Posted by: A.J. | Mar 9, 2022 9:58:19 PM
It doesn't matter how much you make or have saved up for your retirement, the Government WILL ultimetly get it all in TAXES. When you convert your RRSP"s into A RRIF in your 71 year, the Government now TELLS you how much money you HAVE to take out each year from your RRIF. (percentage wise) and they get the benefit of the taxes from that withdrawal. The Government (IRS) will ultimatly erode you of your savings, because that is how it is set up. If you are a senior with a set income and no further earnings coming in, there is nothing one can do unless you live under the poverty level, or get a job at 71 yrs.old and then the Government sets that basis for you as well.If you make too much with the job, the Government then claws back your Old Age Security money. It's a no win situation, no matter which Government is the ruler of the day, it will always be to the benefit of that Government. Taxes for seniors are a killer and there is nothing any senior can do about it, if there was , MAYBE it would have been done by now!!!!
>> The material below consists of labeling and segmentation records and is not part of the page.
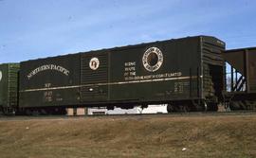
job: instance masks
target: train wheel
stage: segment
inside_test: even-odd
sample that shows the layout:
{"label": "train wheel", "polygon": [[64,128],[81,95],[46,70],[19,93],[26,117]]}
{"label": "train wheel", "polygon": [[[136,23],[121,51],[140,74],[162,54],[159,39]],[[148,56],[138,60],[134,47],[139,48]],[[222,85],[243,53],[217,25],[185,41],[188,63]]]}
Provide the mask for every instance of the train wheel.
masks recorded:
{"label": "train wheel", "polygon": [[6,115],[14,115],[15,114],[15,110],[12,109],[12,108],[9,108],[9,107],[5,108],[4,107],[3,108],[3,113]]}
{"label": "train wheel", "polygon": [[174,112],[174,106],[172,104],[167,105],[167,112],[168,113],[173,113]]}

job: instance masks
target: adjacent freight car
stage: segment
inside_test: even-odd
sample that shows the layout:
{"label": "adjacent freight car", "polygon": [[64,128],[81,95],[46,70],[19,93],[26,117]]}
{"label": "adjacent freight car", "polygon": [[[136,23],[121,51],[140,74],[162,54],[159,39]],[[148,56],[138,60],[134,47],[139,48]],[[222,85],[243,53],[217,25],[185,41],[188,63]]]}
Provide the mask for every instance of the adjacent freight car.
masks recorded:
{"label": "adjacent freight car", "polygon": [[256,109],[256,47],[227,50],[223,55],[230,65],[224,92],[227,107]]}
{"label": "adjacent freight car", "polygon": [[66,107],[217,110],[223,99],[225,43],[188,37],[21,62],[19,111]]}

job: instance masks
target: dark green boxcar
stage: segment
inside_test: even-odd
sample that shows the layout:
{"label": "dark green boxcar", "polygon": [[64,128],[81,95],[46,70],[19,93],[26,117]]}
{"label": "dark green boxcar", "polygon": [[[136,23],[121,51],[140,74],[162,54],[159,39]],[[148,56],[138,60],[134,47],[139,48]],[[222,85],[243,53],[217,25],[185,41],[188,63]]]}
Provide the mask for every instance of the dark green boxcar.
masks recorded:
{"label": "dark green boxcar", "polygon": [[[131,108],[216,102],[223,90],[224,49],[222,41],[197,36],[25,61],[20,103]],[[66,69],[69,76],[46,67],[49,64]]]}
{"label": "dark green boxcar", "polygon": [[0,108],[9,114],[18,107],[19,63],[0,64]]}
{"label": "dark green boxcar", "polygon": [[80,54],[21,62],[20,107],[80,103]]}

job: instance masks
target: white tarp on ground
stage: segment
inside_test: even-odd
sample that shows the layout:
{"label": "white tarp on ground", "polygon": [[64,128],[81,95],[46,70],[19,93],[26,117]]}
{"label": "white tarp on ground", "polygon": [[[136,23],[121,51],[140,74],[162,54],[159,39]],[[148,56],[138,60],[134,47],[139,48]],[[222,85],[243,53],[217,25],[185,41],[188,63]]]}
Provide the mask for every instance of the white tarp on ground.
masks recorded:
{"label": "white tarp on ground", "polygon": [[156,113],[167,113],[167,105],[149,105],[148,108],[141,110],[139,107],[134,109],[120,109],[115,108],[115,110],[108,111],[107,109],[98,109],[98,108],[88,108],[88,114],[93,114],[94,113],[105,113],[105,114],[156,114]]}

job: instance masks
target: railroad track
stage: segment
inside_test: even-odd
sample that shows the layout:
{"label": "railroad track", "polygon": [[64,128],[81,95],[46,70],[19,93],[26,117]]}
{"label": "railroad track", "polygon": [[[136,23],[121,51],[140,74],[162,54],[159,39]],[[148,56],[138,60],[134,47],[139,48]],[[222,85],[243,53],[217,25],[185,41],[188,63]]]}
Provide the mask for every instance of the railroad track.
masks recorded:
{"label": "railroad track", "polygon": [[32,119],[78,119],[78,118],[147,118],[147,117],[198,117],[198,116],[232,116],[232,115],[256,115],[256,111],[236,112],[194,112],[172,114],[97,114],[97,115],[0,115],[0,121],[6,120],[32,120]]}

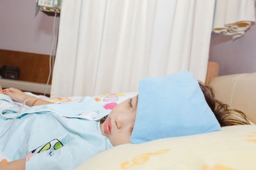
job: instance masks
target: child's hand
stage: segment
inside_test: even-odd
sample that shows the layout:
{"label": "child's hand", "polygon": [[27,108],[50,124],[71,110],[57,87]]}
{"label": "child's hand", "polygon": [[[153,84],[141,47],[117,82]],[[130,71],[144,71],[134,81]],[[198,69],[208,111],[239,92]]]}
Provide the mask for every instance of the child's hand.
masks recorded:
{"label": "child's hand", "polygon": [[7,89],[3,94],[9,96],[13,101],[21,103],[28,99],[33,98],[33,97],[26,94],[20,90],[13,87]]}

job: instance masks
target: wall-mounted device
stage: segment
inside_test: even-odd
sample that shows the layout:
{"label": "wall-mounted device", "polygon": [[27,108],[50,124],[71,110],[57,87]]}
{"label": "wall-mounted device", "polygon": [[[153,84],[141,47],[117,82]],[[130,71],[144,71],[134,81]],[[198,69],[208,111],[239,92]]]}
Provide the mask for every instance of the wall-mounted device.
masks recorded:
{"label": "wall-mounted device", "polygon": [[60,13],[61,0],[36,0],[36,5],[42,11]]}

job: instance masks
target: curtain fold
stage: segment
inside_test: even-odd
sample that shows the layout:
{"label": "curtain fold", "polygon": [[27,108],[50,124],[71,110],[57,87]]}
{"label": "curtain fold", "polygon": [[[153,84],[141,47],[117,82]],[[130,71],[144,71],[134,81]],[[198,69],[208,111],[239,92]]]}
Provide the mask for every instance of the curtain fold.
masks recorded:
{"label": "curtain fold", "polygon": [[52,97],[138,91],[144,76],[204,81],[214,1],[63,1]]}

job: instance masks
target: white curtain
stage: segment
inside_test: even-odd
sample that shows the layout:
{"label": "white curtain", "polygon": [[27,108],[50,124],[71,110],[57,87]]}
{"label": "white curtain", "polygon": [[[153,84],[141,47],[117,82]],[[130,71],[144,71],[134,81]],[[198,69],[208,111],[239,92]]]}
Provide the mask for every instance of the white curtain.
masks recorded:
{"label": "white curtain", "polygon": [[138,91],[144,76],[204,81],[214,0],[63,0],[52,97]]}

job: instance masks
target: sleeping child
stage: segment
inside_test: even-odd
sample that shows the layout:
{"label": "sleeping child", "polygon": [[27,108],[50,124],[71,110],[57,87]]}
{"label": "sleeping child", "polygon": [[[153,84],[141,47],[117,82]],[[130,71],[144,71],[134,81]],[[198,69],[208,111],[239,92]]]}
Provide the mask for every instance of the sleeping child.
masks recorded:
{"label": "sleeping child", "polygon": [[143,78],[138,96],[111,111],[90,97],[52,104],[14,88],[0,89],[0,151],[15,160],[0,162],[0,169],[73,169],[116,145],[250,124],[189,71]]}

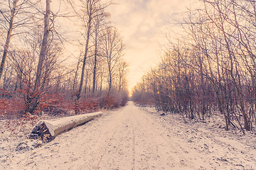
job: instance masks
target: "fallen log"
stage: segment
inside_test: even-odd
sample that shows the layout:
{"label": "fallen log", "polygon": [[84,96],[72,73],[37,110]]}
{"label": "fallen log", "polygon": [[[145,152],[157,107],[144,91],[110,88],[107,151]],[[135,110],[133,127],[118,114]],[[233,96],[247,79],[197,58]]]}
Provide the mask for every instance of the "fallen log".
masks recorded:
{"label": "fallen log", "polygon": [[32,128],[29,138],[41,137],[43,142],[48,142],[58,134],[81,125],[102,115],[102,112],[96,112],[49,120],[39,120]]}

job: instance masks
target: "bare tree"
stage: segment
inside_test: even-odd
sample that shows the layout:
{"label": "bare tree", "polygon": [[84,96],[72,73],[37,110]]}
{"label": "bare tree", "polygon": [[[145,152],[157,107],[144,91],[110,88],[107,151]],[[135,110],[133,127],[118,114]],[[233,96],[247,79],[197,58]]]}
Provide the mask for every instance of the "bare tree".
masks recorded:
{"label": "bare tree", "polygon": [[109,73],[109,93],[112,85],[112,76],[117,71],[116,67],[122,55],[124,45],[117,30],[111,27],[104,32],[102,38],[102,52],[107,62]]}

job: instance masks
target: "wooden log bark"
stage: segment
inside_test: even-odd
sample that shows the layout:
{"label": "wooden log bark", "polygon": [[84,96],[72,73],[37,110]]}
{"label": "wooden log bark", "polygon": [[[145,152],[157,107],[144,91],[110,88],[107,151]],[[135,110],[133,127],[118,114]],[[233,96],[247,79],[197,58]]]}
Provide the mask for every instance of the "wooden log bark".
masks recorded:
{"label": "wooden log bark", "polygon": [[102,115],[102,112],[96,112],[49,120],[42,120],[32,128],[29,138],[38,139],[40,137],[43,142],[48,142],[53,140],[58,134],[83,125]]}

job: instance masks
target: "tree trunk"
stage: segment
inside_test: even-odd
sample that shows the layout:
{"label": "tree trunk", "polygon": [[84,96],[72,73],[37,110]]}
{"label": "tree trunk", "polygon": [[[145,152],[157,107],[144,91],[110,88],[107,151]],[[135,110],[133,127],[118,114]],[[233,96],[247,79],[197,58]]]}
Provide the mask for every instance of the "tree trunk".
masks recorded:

Posted by: Dave | Mar 9, 2022 10:21:20 PM
It is possible to retire well at 65 or less if you have had a perfect career (no unemployment, no 25% pay cuts, etc.) but that is a fantasy for most people. I have been out of work four times in my 30 year career totalling about 4 years of wasted opportunity, and now at 54 I am facing a bleak decade of menial work until "retirement" if I live that long. I guess my great vaunted university degree wasn't much help when I needed it. NAFTA and other trade agreements really put the boots to my profession and now I'm reaping the benefits of it. Thanks.
Posted by: Julian | Mar 9, 2022 11:00:42 PM
I have always said my generation, I'm 43, is going to have to make plans on working untill age 70. Further more, I have plans this year to further my education so I'm ready for that. I am planning to work less physically for obvious reasons, at age 60 something it's pretty hard to keep up and you have to sit down and work. I suggest that many do some thinking and plan on working longer. "Freedom 55 " it's only wishful thinkig, a hope and one that it is not achievable. Now if you are making six figures yearly and own property and will continue to generate income even in your sleep, well, you can retire anytime.